Yoshi Takata, un regard sur Paris

Yoshi Takata, né au Japon en 1916, se vouait à une carrière de journaliste. Mais une rencontre avec l’un des photographes japonais les plus connus Ihei Kimura la fît découvrir la photographie. Arrivé à Paris en 1954, elle explore la capitale française et affine sa pratique photographique. Dès lors, la photographe s’évertue à capturer des scènes de rue poétiques, dans la branche de la photographie humaniste.

Peu connue en France, la galerie Thaddaeus Ropac du Marais propose de (re)découvrir le travail de la photographe Yoshi Takata. L’exposition photo Un Regard Sur Paris, qui se termine le 23 avril, permet d’apprécier les tirages de cette talentueuse photographe. L’occasion de revenir sur le parcours de cette femme qui quitta le Japon dans les années 50 et posa ses valises à Paris pour ne plus jamais la quitter.

Yoshi Takata
Portrait de Yoshi Takata

De Tokyo à Paris

Bien que la plupart de ses clichés aient été pris des années 50 à 70, les photographies de Yoshi Takata se distinguent par leur étonnante modernité, à l’image de leur auteur.

Née en 1916 à Yusima Mikumi-cho près de Tokyo (Japon) dans une grande famille d’industriels, Yoshi Takata fait preuve d’une liberté d’esprit et d’une émancipation avant-gardiste au regard de sa culture et de l’époque. Elle décide de travailler, suit une formation de journalisme et intègre à Tokyo l’Agence France Presse en 1947 comme assistante interprète. Elle y fera des rencontres décisives, celle de Robert Capa mais surtout de Ihei Kimura qui l’initiera à la photographie. À sa demande, elle l’accompagnera à Paris où elle s’établira à son tour comme photographe.

Yoshi Takata
Religieuses au jardin du Luxembourg, 1958 © Yoshi Takata

Au plus près de la photographie humaniste

Sous l’influence des photographes que l’on nommera plus tard humanistesBrassaï, Henri Cartier-Bresson, Robert Doisneau ou Édouard Boubat – elle exerce à Paris son regard et sa maitrise technique. C’est surtout dans des scènes du quotidien que la poésie réaliste de Yoshi Takata éclot. La jeune femme n’hésite pas à insuffler de l’humour dans ses prises de vue comme avec son portrait de Mimile le charbonnier (1959) ou son portrait d’agriculteurs devant les tirages photos de leur bétail pris à l’occasion de la foire agricole.
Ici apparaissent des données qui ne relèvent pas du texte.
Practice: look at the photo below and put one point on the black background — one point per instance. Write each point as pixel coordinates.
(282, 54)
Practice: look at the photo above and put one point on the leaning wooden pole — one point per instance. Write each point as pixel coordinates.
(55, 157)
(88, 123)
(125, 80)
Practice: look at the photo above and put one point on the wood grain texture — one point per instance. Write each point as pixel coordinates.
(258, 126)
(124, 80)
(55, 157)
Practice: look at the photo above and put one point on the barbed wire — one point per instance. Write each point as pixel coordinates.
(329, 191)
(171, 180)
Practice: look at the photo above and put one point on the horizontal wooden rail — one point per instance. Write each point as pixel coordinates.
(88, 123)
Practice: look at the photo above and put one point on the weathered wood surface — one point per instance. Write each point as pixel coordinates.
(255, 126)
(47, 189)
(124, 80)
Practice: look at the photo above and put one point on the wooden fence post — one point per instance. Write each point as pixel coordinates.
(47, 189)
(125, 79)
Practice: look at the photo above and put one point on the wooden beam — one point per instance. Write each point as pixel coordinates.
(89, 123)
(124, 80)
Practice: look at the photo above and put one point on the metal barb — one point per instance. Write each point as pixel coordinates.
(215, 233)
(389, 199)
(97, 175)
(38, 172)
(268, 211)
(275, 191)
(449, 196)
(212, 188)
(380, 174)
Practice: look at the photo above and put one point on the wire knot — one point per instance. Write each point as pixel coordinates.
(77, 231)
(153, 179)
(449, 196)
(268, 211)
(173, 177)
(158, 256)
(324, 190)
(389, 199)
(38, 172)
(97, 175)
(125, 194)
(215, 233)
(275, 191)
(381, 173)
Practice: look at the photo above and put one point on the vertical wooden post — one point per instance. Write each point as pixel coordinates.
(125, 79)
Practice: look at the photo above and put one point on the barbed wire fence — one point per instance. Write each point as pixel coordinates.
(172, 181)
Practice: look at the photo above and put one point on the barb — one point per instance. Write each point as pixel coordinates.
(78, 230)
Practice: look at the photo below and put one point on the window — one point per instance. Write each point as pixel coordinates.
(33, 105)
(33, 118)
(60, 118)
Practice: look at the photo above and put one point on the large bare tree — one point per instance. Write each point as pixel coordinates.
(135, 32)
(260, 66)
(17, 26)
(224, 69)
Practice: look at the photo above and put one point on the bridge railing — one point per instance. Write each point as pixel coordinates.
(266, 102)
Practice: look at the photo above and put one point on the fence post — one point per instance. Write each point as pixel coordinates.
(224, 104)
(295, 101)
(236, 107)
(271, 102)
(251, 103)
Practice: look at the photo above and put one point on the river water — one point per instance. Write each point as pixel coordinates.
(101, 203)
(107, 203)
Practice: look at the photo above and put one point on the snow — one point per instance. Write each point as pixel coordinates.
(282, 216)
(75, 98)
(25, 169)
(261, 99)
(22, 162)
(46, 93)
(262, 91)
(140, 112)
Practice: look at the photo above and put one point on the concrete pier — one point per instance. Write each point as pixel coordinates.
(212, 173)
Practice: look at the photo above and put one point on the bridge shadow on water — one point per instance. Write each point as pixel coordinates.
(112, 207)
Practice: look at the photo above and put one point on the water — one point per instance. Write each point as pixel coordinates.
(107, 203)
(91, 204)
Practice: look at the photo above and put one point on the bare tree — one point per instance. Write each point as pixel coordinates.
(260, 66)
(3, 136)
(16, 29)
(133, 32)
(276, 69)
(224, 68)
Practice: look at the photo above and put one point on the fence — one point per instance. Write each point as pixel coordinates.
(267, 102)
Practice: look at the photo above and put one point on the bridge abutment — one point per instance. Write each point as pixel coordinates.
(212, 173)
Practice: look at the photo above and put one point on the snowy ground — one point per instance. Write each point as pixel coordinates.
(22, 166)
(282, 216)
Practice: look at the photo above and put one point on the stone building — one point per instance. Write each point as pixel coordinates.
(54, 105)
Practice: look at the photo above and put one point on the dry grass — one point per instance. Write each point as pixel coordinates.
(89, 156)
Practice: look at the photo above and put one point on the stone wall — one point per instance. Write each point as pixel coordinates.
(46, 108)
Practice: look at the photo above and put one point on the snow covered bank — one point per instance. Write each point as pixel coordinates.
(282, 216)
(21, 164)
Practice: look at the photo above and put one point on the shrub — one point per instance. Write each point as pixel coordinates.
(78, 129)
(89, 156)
Les bouchers, 1962 © Yoshi Takata

Dans la ville Lumière, Yoshi Takata ne s’arrête pas aux clichés, elle cherche plutôt à capturer l’incongru. C’est peut-être cette légère distance, sa posture d’observatrice étrangère devenue parisienne qui la distingue de ses amis et contemporains.

Picasso et Jacqueline à Cannes, 1960 © Yoshi Takata

Yoshi Takata, confidente des artistes et photographie de mode

Yoshi Takata a photographié les artistes et célébrités de l’époque dans un cadre intime ou plus formel. Ses archives rassemblent les portraits du peintre Fujita dans son atelier, de Marlene Dietrich sur scène, de Pierre Cardin au travail dans son atelier, d’Alberto Giacometti ou de Gloria Swanson. Son silence et sa discrétion permettent à la photographe de s’effacer, de se faire oublier pour saisir son sujet dans un instant de naturel absolu.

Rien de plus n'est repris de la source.